Many consumers are feeling nervous about the security of their funds in the bank after witnessing the demise of Silicon Valley Bank (SVB) and Signature Bank in March, as well as the collapse of First Republic Bank in May. In fact, more than one-third (34 percent) of consumers who are aware of recent bank failures report feeling “very concerned” about the U.S. banking system, according to a recent J.D. Power survey.

Despite consumer fears, a savings account at a federally insured bank remains one of the safest and most accessible places to store your cash. Although your money is safe in your bank — if your bank is insured by the Federal Deposit Insurance Corporation (FDIC) and you’re within the FDIC’s guidelines — there are several ways the recent banking crisis could, in fact, change how you bank.

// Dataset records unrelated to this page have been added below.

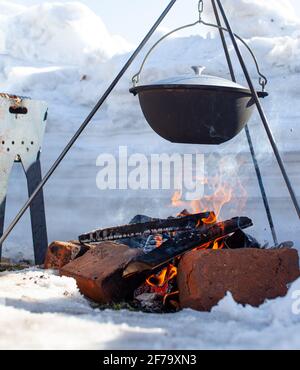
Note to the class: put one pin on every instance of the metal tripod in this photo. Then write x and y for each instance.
(117, 79)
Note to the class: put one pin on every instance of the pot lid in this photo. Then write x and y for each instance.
(200, 80)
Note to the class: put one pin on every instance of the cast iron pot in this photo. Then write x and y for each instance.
(197, 109)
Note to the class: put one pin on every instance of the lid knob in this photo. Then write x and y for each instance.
(198, 70)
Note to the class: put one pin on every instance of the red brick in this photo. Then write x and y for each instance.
(99, 273)
(251, 275)
(61, 253)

Here we’ll look at three potential ways banks could evolve as a result of the 2023 banking crisis.

1. Smaller banks may increase yields

If you’re looking to find the best rate on a high-yield savings account, be aware that some smaller and midsize banks and credit unions may be increasing their annual percentage yields (APYs) as a result of the banking crisis. Banks of this size lost billions of dollars after the SVB, Signature and First Republic failures as customers took their deposits to larger banks, which they perceived to be safer.

Increasing their APYs on savings accounts, money market accounts and CDs could be a way smaller banks attempt to draw back customers — and to avoid losing any additional existing ones.

Advice: Now’s a good time to shop around for the best rates. You’ll often find the best APYs offered by banks that only maintain an online presence, since they don’t have the overhead costs of maintaining branches and can pass along the savings to customers in the form of higher rates.

2. Banks could increase their fees

When federal regulators seized Silicon Valley Bank and Signature Bank, they determined that in addition to covering insured deposits at both banks, they would also cover the substantial portion of deposits that were uninsured.

The FDIC currently insures up to $250,000 per depositor, per FDIC-insured bank, per ownership category. Consumers are guaranteed that their money is safe, as long as it’s within those limits and guidelines.

If, as a result of the banking crisis, the FDIC decides to start providing unlimited insurance coverage to all depositors, the agency may charge banks considerably more in insurance premiums — which in turn could lead to banks increasing their depositor fees to fund those price hikes.

Advice: Regardless of whether your bank is increasing any of its fees, it’s good practice to monitor your bank accounts regularly and pay attention to any fees you’re being charged. Common bank fees include overdraft fees and ATM fees. Such fees — often referred to as junk fees by consumer advocates — can be avoided if you maintain a set minimum account balance, set up safeguards to help prevent overdrafts, and make sure you only use in-network ATMs. If your bank makes it too difficult for you to avoid such fees, you may want to consider switching banks.

3. Banks are tightening lending practices

Banks might further tighten their lending practices in response to the recent bank failures, U.S. Treasury Secretary Janet Yellen said in an interview on CNN on April 14.

As many banks currently feel the need to achieve a healthier balance sheet, they may take steps such as raising interest rates on their loans, which would make it more difficult for consumers to do things like buy a car or make home improvements.

Retrenchment in bank credit actually began happening prior to the March bank failures, however. According to the Federal Reserve’s survey of banks’ senior loan officers released in November 2022, lenders made it more difficult for both consumers and businesses to access credit in the third quarter of the year.

In the survey, 80 percent of banks also said their lending standards for credit card loans would tighten either substantially or somewhat if a recession were to occur. Similarly, 74 percent of banks surveyed said their lending standards for auto loans would tighten substantially or somewhat in the event of a recession.

What’s more, regional banks have a general reputation for knowing their customers, since many are headquartered in the communities they serve. Such banks may consider factors such as family history and discretionary spending when making loans, instead of relying solely on impersonal data such as credit scores. This type of relationship banking may suffer when small banks are bought out by bigger ones.

Advice: Whether you’re looking to obtain a mortgage loan, an auto loan or another personal loan, shop around for the lowest rates. Use Bankrate’s loan calculator to help you determine what your monthly loan payment will be, and make sure it’s an amount you’re comfortable incorporating into your monthly budget.

Bottom line

It remains to be seen whether any more bank failures will take place in the near future, but consumers can rest assured their funds are safe as long as they’re within the insurance guidelines and limits at a federally insured bank or credit union.

The fallout from the banking crisis could result in some consumer-friendly practices such as higher yields on deposit accounts, while harmful by-products could be higher fees and loan rates. The best approach is to find a savings account that pays the highest yield, make sure you’re not paying bank fees that you can avoid, and shop around for the most favorable loan terms when you’re seeking to borrow money.